As you can see, Google started crawling immediately after we allowed it and submitted our new sitemap. Within hours there were already thousands of pages indexed, complete with their previews visible from the search results. After three days, most of our content has now been crawled and indexed, and even new content such as discussion appear within minutes of being posted:
Our space overview pages for popular topics like “SAP Mobile” and “ABAP” are ranking on the first page of results too so that’s really positive given that we offline for ten days and migrated these pages to a new sub-domain!

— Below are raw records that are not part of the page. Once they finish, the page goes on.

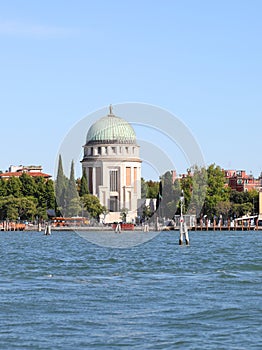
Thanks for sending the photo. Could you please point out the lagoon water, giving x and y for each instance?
(64, 292)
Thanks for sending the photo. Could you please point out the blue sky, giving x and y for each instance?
(200, 60)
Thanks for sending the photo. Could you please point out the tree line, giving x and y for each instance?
(205, 194)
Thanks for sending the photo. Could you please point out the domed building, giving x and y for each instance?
(113, 165)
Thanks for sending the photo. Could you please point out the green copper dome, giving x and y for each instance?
(111, 129)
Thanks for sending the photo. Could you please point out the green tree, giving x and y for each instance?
(216, 191)
(28, 185)
(3, 191)
(198, 189)
(61, 185)
(14, 187)
(83, 185)
(143, 188)
(93, 206)
(13, 208)
(50, 194)
(71, 195)
(152, 189)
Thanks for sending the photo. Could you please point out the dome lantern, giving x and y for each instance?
(111, 129)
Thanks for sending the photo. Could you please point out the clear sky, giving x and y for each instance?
(62, 60)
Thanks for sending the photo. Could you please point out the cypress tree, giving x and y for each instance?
(72, 198)
(83, 185)
(60, 185)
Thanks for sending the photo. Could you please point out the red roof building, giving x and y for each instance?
(17, 171)
(240, 181)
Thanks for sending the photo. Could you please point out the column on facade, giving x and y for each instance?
(94, 180)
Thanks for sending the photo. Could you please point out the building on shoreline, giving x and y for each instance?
(113, 166)
(31, 170)
(240, 181)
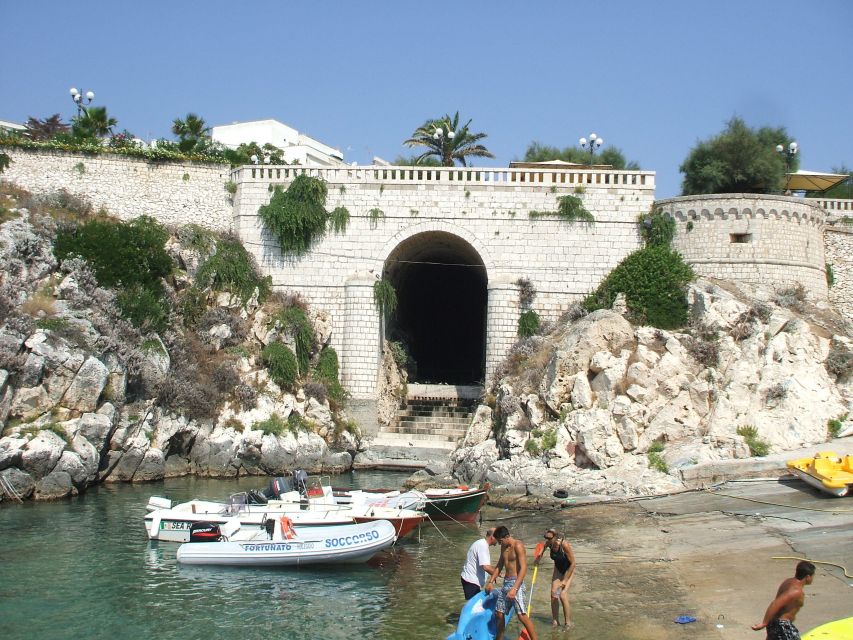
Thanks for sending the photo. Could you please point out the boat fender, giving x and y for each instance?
(287, 531)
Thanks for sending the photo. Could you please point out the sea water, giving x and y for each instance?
(84, 568)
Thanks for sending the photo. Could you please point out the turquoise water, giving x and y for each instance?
(83, 568)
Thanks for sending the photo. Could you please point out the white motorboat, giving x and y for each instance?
(277, 543)
(312, 504)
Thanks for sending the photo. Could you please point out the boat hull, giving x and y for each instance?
(838, 492)
(477, 620)
(353, 543)
(461, 507)
(838, 630)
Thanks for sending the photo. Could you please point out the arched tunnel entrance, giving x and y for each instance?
(440, 282)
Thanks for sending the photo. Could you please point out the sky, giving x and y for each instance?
(652, 78)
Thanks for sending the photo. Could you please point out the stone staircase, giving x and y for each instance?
(428, 427)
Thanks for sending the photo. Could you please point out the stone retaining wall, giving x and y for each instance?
(175, 193)
(839, 254)
(759, 239)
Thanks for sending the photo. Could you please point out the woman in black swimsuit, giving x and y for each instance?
(564, 568)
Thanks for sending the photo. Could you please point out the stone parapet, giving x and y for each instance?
(759, 239)
(175, 193)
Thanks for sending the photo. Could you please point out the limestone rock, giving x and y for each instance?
(599, 331)
(87, 386)
(54, 486)
(480, 428)
(21, 481)
(42, 453)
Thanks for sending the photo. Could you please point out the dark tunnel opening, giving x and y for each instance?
(441, 308)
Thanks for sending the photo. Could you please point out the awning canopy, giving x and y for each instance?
(812, 181)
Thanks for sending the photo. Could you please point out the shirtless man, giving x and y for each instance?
(780, 615)
(514, 560)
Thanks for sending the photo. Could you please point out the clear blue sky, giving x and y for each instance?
(651, 78)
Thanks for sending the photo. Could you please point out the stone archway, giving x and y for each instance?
(441, 286)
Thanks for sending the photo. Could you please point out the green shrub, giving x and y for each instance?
(656, 461)
(549, 439)
(528, 323)
(281, 364)
(385, 297)
(328, 372)
(293, 320)
(128, 256)
(297, 217)
(757, 446)
(657, 229)
(569, 208)
(833, 426)
(297, 423)
(144, 308)
(339, 219)
(654, 282)
(274, 425)
(120, 254)
(231, 268)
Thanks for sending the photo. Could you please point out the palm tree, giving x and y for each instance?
(190, 131)
(447, 141)
(45, 128)
(93, 123)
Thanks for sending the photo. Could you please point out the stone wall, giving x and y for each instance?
(758, 239)
(175, 193)
(487, 209)
(839, 254)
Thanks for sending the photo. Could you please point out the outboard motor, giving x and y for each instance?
(255, 497)
(205, 532)
(276, 488)
(300, 480)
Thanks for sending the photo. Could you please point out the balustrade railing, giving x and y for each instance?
(591, 178)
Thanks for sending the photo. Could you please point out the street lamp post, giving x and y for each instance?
(79, 96)
(439, 136)
(594, 143)
(788, 155)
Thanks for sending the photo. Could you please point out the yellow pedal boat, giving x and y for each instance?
(827, 471)
(838, 630)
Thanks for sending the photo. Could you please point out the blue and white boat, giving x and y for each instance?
(277, 543)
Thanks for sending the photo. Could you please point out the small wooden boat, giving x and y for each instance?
(460, 504)
(279, 544)
(838, 630)
(477, 620)
(829, 472)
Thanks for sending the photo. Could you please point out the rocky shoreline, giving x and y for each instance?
(593, 406)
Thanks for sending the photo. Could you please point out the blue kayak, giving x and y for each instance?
(477, 620)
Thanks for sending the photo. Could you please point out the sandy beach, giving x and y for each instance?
(707, 554)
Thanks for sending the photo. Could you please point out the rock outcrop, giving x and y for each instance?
(626, 408)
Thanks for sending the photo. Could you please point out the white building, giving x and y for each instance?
(297, 147)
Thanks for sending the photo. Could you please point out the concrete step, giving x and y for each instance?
(442, 431)
(418, 438)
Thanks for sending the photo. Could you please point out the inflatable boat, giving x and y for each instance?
(829, 472)
(278, 543)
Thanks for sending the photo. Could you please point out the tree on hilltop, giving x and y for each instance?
(737, 160)
(46, 128)
(92, 123)
(451, 144)
(537, 152)
(192, 132)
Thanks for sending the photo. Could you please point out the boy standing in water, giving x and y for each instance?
(780, 615)
(514, 561)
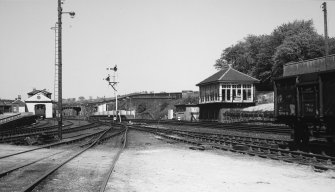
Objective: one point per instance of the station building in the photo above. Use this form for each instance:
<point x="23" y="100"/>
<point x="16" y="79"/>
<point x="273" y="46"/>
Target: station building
<point x="187" y="112"/>
<point x="39" y="103"/>
<point x="226" y="89"/>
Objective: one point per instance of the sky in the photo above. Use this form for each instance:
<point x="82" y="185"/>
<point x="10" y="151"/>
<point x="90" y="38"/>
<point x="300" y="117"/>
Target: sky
<point x="158" y="45"/>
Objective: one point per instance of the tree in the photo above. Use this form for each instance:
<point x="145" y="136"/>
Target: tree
<point x="81" y="98"/>
<point x="263" y="56"/>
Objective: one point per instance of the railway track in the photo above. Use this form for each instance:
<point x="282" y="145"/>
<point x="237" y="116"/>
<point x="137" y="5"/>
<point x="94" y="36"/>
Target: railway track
<point x="32" y="129"/>
<point x="250" y="127"/>
<point x="70" y="153"/>
<point x="49" y="131"/>
<point x="250" y="146"/>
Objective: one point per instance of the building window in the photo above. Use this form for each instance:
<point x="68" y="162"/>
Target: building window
<point x="236" y="92"/>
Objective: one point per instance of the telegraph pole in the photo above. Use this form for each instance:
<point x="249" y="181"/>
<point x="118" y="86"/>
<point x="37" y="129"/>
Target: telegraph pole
<point x="113" y="85"/>
<point x="59" y="62"/>
<point x="324" y="8"/>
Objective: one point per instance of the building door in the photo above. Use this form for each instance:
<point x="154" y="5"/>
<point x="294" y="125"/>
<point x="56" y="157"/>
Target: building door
<point x="40" y="110"/>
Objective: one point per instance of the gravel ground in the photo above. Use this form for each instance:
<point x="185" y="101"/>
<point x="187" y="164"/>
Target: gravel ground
<point x="152" y="164"/>
<point x="85" y="172"/>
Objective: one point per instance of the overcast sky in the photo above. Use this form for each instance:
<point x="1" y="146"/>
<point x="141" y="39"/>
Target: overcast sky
<point x="158" y="45"/>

The redirects also worked in our favor: before opening the site, I could see that Google was already recording the redirections and building it’s own starting points ahead of the great crawl. Every day the number of URLs listed–but not indexed–grew: 135 on day one, 160k two days later, 400k by the end of the week and 1 million a week after launch.
See for Yourself (Search Tips)
Have a look at the New SCN search results. The site operator is a handy way of limiting your search results to a specific domain:
|Search Prefix/Format||Description||Example Query Strings|
|site:scn.sap.com [query]||Displays results from SCN only||site:scn.sap.com ABAP|
|site:scn.sap.com/thread/ [query]||Displays results from SCN Discussions (forums) only||site:scn.sap.com/thread/ time value|
|site:sap.com [query]||Displays results from SAP domains: SAP.com, SCN, Help, EcoHub, etc.||site:sap.com Mobile|
|site:scn.sap.com [query] inurl:blog||Displays results from SCN Blogs only||site:scn.sap.com/ workflow inurl:blog|
There’s still lots of work to be done. We have to update incoming links we can influence (Like Wikipedia: please help us!), tweak our crawl instructions to Google, fix any broken redirects, slowly shut down the old sites when we’ve got the most possible of their redirects possible…yup, there’s still lots to be done.
You, the community, have done a fine job creating lots of new quality content on the New SCN so you should just keep doing that while also sharing, bookmarking, liking and rating any content you have an opinion about: all these little extras help Google to identify good/bad content and ultimately help users find the content.